Muito se pode dizer sobre estas relações com um risco emocional mínimo – sem alteridade, sem um outro verdadeiramente autónomo. A IA é passível de ser moldada à nossa medida, o algoritmo desenvolvido para agradar e validar. Este é o sonho de muita gente, criar parceiros e parceiras perfeitas, com as interacções e com a disponibilidade emocional perfeitas. Olhamos para estes processos com julgamentos fáceis de que as pessoas só estão à procura de uma solução fácil sem sofrimento; como se lhes faltasse a coragem de fazer diferente. Contudo, encontrar amizade e amor na IA revela algo de muito particular sobre o campo relacional contemporâneo. Um campo onde o cansaço é grande, onde a desilusão é uma constante da relação interpessoal. O contacto humano tem-se deteriorado de tal forma, e vivemos tempos de tanta incompreensão, que a IA torna-se numa miragem, uma bolha de oxigénio que pode ser relevante para a nossa sobrevivência sócio-emotiva. É apenas uma pequena bengala, com os seus riscos.
Outra dimensão importante a ser discutida é a da sexualidade. A IA não tem um corpo. No Japão, no mais recente casamento com uma figura criada pela IA, o noivo foi trazido pela tecnologia de realidade aumentada. Como é que se vive a sexualidade sem o toque, sem a pele? Claro que o sexo pode viver de fantasias, de estímulos como a voz e o texto; não é o veículo que traz problemas, mas a substituição do corpo pela sua ausência permanente. A impossibilidade de viver o sexo com a temperatura dos corpos, a sensibilidade da pele e a exploração dos sentidos limita profundamente a experiência erótica. Não fazer gozo desta capacidade de nos relacionarmos com tamanha intensidade, é impossibilitar experiências que são especiais e humanas.
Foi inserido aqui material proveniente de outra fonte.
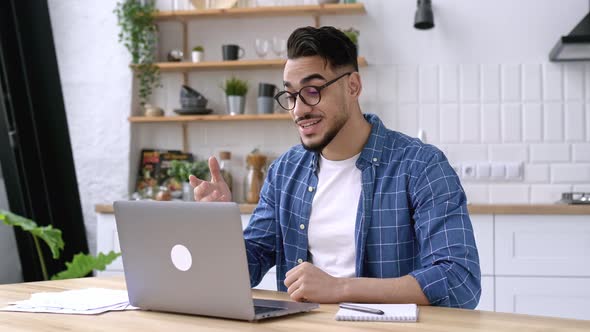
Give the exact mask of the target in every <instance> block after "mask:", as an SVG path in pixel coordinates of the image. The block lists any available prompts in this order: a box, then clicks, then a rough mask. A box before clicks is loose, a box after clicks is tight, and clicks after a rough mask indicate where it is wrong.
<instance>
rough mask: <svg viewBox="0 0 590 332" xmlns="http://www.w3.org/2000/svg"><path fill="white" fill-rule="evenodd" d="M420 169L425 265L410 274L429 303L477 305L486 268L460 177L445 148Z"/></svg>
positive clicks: (417, 231)
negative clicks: (479, 265) (480, 269)
mask: <svg viewBox="0 0 590 332" xmlns="http://www.w3.org/2000/svg"><path fill="white" fill-rule="evenodd" d="M415 174H418V175H417V176H416V177H414V178H413V179H412V180H411V181H410V185H409V187H410V198H411V200H412V206H413V209H414V213H413V219H414V221H415V225H414V228H415V231H416V237H417V239H418V241H419V248H420V261H421V268H420V269H417V270H415V271H413V272H411V273H410V275H411V276H413V277H414V278H415V279H416V280H417V281H418V283H419V284H420V286H421V288H422V291H423V292H424V295H426V297H427V298H428V300H429V301H430V304H432V305H437V306H447V307H457V308H469V309H473V308H475V307H476V306H477V304H478V302H479V298H480V295H481V272H480V267H479V256H478V252H477V247H476V244H475V238H474V234H473V227H472V225H471V220H470V218H469V213H468V211H467V200H466V196H465V193H464V191H463V188H462V187H461V184H460V181H459V178H458V177H457V174H456V173H455V171H454V170H453V169H452V167H451V166H450V165H449V162H448V161H447V159H446V157H445V156H444V155H443V154H442V152H440V151H439V152H438V153H436V154H435V155H434V157H432V158H431V159H430V160H429V161H428V162H426V163H425V167H424V168H423V169H422V170H420V172H419V173H415Z"/></svg>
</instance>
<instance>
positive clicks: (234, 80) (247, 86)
mask: <svg viewBox="0 0 590 332" xmlns="http://www.w3.org/2000/svg"><path fill="white" fill-rule="evenodd" d="M221 88H222V89H223V91H225V94H226V95H228V96H245V95H246V93H248V82H247V81H244V80H241V79H239V78H235V77H231V78H230V79H227V80H226V81H225V85H224V86H222V87H221Z"/></svg>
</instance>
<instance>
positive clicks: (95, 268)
mask: <svg viewBox="0 0 590 332" xmlns="http://www.w3.org/2000/svg"><path fill="white" fill-rule="evenodd" d="M119 256H121V254H120V253H115V252H114V251H111V252H109V253H108V254H106V255H105V254H103V253H99V254H98V256H97V257H94V256H91V255H86V254H83V253H79V254H77V255H75V256H74V259H73V260H72V262H69V263H66V267H67V269H66V270H65V271H62V272H60V273H58V274H56V275H54V276H53V277H51V280H61V279H70V278H81V277H84V276H85V275H87V274H88V273H90V272H92V270H100V271H103V270H104V269H105V268H106V267H107V265H109V264H111V263H112V262H113V261H114V260H115V259H117V257H119Z"/></svg>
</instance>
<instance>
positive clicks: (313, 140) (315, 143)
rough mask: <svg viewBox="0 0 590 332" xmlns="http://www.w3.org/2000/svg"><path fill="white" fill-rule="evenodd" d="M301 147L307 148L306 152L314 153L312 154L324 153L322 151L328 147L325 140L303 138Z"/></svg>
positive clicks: (302, 138)
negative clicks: (308, 139) (319, 152)
mask: <svg viewBox="0 0 590 332" xmlns="http://www.w3.org/2000/svg"><path fill="white" fill-rule="evenodd" d="M301 145H303V147H304V148H305V150H308V151H312V152H322V150H323V149H324V148H325V147H326V145H328V144H327V143H326V142H325V140H322V139H320V140H304V139H303V138H301Z"/></svg>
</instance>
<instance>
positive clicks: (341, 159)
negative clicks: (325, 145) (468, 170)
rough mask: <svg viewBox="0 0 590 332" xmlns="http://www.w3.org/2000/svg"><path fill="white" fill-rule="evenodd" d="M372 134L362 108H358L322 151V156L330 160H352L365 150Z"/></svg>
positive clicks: (354, 110)
mask: <svg viewBox="0 0 590 332" xmlns="http://www.w3.org/2000/svg"><path fill="white" fill-rule="evenodd" d="M370 134H371V124H369V122H367V120H365V117H364V116H363V114H362V112H361V110H360V108H359V107H356V109H355V110H354V111H353V112H351V115H350V118H349V119H348V121H347V122H346V124H345V125H344V127H342V129H341V130H340V132H338V134H337V135H336V137H334V139H333V140H332V142H330V144H328V146H326V147H325V148H324V149H323V150H322V156H324V158H326V159H328V160H345V159H348V158H352V157H353V156H355V155H357V154H359V153H360V152H361V151H362V150H363V147H364V146H365V144H366V143H367V140H368V139H369V135H370Z"/></svg>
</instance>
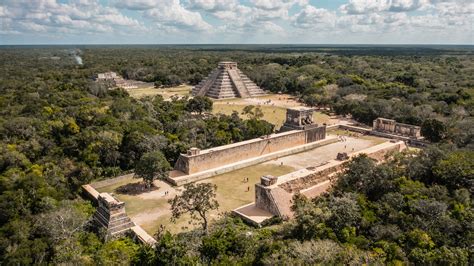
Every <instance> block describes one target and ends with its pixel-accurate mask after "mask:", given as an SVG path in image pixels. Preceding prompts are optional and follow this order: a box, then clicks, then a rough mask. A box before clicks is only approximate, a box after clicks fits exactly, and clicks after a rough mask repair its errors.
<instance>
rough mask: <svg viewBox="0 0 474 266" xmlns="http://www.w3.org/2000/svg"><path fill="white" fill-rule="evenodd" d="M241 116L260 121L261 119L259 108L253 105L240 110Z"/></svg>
mask: <svg viewBox="0 0 474 266" xmlns="http://www.w3.org/2000/svg"><path fill="white" fill-rule="evenodd" d="M242 114H243V115H247V117H248V118H249V119H257V120H258V119H261V118H262V117H263V111H262V108H260V107H259V106H257V107H255V106H254V105H247V106H245V107H244V109H243V110H242Z"/></svg>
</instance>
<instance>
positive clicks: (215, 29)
mask: <svg viewBox="0 0 474 266" xmlns="http://www.w3.org/2000/svg"><path fill="white" fill-rule="evenodd" d="M150 43H152V44H174V43H184V44H193V43H277V44H278V43H304V44H474V0H326V1H323V0H0V44H150Z"/></svg>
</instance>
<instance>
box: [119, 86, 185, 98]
mask: <svg viewBox="0 0 474 266" xmlns="http://www.w3.org/2000/svg"><path fill="white" fill-rule="evenodd" d="M127 92H128V93H129V94H130V96H131V97H133V98H143V97H146V96H155V95H161V96H163V98H165V99H169V98H171V96H173V95H178V96H187V95H190V93H191V86H190V85H179V86H176V87H171V88H164V89H163V88H159V89H157V88H153V87H149V88H139V89H128V90H127Z"/></svg>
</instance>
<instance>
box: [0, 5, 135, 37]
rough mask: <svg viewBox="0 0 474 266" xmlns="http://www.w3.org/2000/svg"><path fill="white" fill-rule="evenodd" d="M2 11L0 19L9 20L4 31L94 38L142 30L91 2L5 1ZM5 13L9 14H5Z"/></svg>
mask: <svg viewBox="0 0 474 266" xmlns="http://www.w3.org/2000/svg"><path fill="white" fill-rule="evenodd" d="M1 10H3V11H2V12H0V14H1V16H2V17H4V18H8V19H9V23H8V24H7V23H3V22H4V19H2V27H3V29H2V30H3V31H20V32H24V33H28V34H31V33H49V34H56V33H67V34H79V33H80V34H88V33H92V34H94V33H99V32H100V33H103V32H119V33H123V32H127V31H130V30H133V29H139V28H143V25H142V24H141V23H140V22H138V21H137V20H136V19H132V18H130V17H127V16H125V15H123V14H122V13H120V12H119V11H118V10H117V9H115V8H109V7H105V6H102V5H101V4H100V3H99V2H97V1H94V0H73V1H70V2H67V3H58V2H56V1H55V0H36V1H25V0H15V1H14V0H5V1H4V6H2V8H1ZM5 10H8V12H4V11H5Z"/></svg>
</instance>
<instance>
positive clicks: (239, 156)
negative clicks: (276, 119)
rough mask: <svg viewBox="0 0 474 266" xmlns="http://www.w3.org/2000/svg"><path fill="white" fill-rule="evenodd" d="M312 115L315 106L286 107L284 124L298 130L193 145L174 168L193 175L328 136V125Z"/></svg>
mask: <svg viewBox="0 0 474 266" xmlns="http://www.w3.org/2000/svg"><path fill="white" fill-rule="evenodd" d="M312 116H313V110H312V109H309V108H297V109H287V115H286V123H285V125H288V126H289V129H291V128H290V126H293V127H294V129H297V130H294V129H292V130H291V131H287V132H282V133H278V134H272V135H268V136H263V137H260V138H256V139H251V140H247V141H241V142H237V143H233V144H229V145H224V146H219V147H215V148H212V149H208V150H202V151H201V150H199V149H197V148H191V149H190V150H189V151H187V153H186V154H181V155H180V156H179V158H178V160H177V162H176V164H175V166H174V169H175V170H178V171H181V172H183V173H184V174H187V175H190V174H194V173H198V172H202V171H206V170H209V169H213V168H218V167H220V166H222V165H227V164H232V163H236V162H238V161H243V160H247V159H250V158H255V157H258V156H262V155H265V154H270V153H274V152H277V151H281V150H285V149H289V148H293V147H297V146H301V145H304V144H308V143H312V142H315V141H318V140H322V139H325V138H326V126H319V127H318V126H317V125H316V124H314V123H313V118H312Z"/></svg>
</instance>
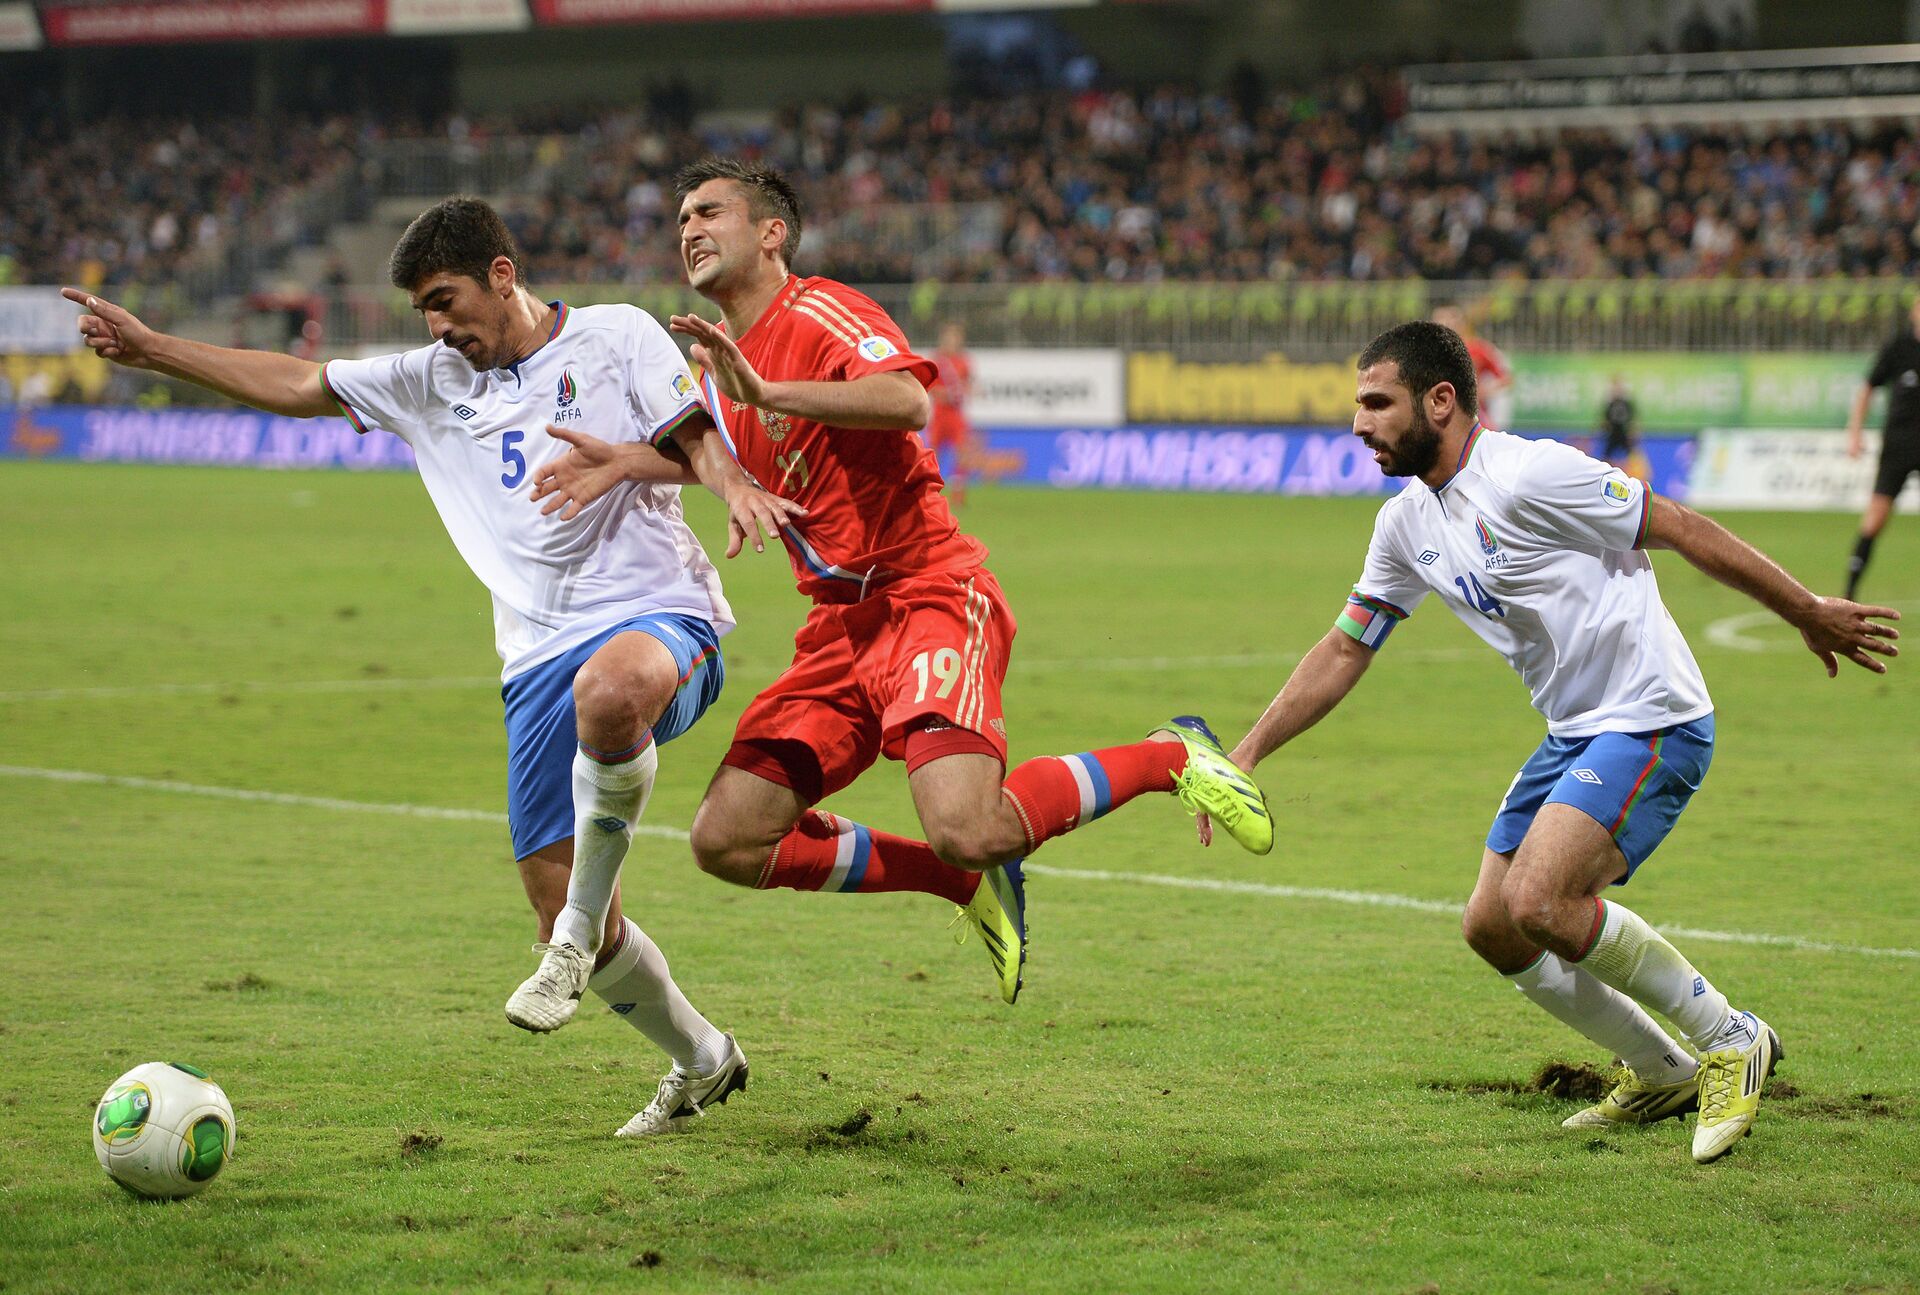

Mas não posso descurar a capacidade ensaística da IA. Como se se tratasse de um laboratório de exploração relacional. Pode funcionar como preâmbulo, mas dificilmente substituirá a narrativa rica, fantástica e trágica que são as histórias de amor e de sexo humanos. Por isso tenho curiosidade sobre estes casamentos, o quanto irão durar, e os níveis de satisfação ao longo do tempo. Poderão surpreender-me, mas acredito que irão chegar a pontos insuportáveis de aborrecimento e estagnação.
A desilusão, ou o desencontro, são parte do processo de relação. O terapeuta familiar, Terry Real, discute bastante esta questão. A desilusão não é um problema, é só um começo. O romance está no campo da projeção e fantasia, mas a relação só começa quando a projeção cai e o outro se torna real. O outro que não vem encaixar perfeitamente nas nossas necessidades ensina-nos que uma relação vive de negociações, de responsabilidade relacional, e de reconhecimento de limites. Para este terapeuta, a intimidade não vem de uma fantasia de encaixe perfeito, vem da realidade pós-desilusão. Isto é o que a IA nunca nos pode oferecer. A IA só nos espelha, e molda-se aos nossos desejos e necessidades.
As relações com IA levantam muitas questões éticas, afectivas e sociais — mas talvez sejam, acima de tudo, um sintoma. Um espelho de um tempo em que o contacto humano se tornou demasiado extenuante, imprevisível ou doloroso. Antes de perguntarmos se o noivo perfeito é humano, talvez devêssemos perguntar que mundo estamos a construir para que o humano, e as suas idiossincrasias, já não seja objecto de desejo.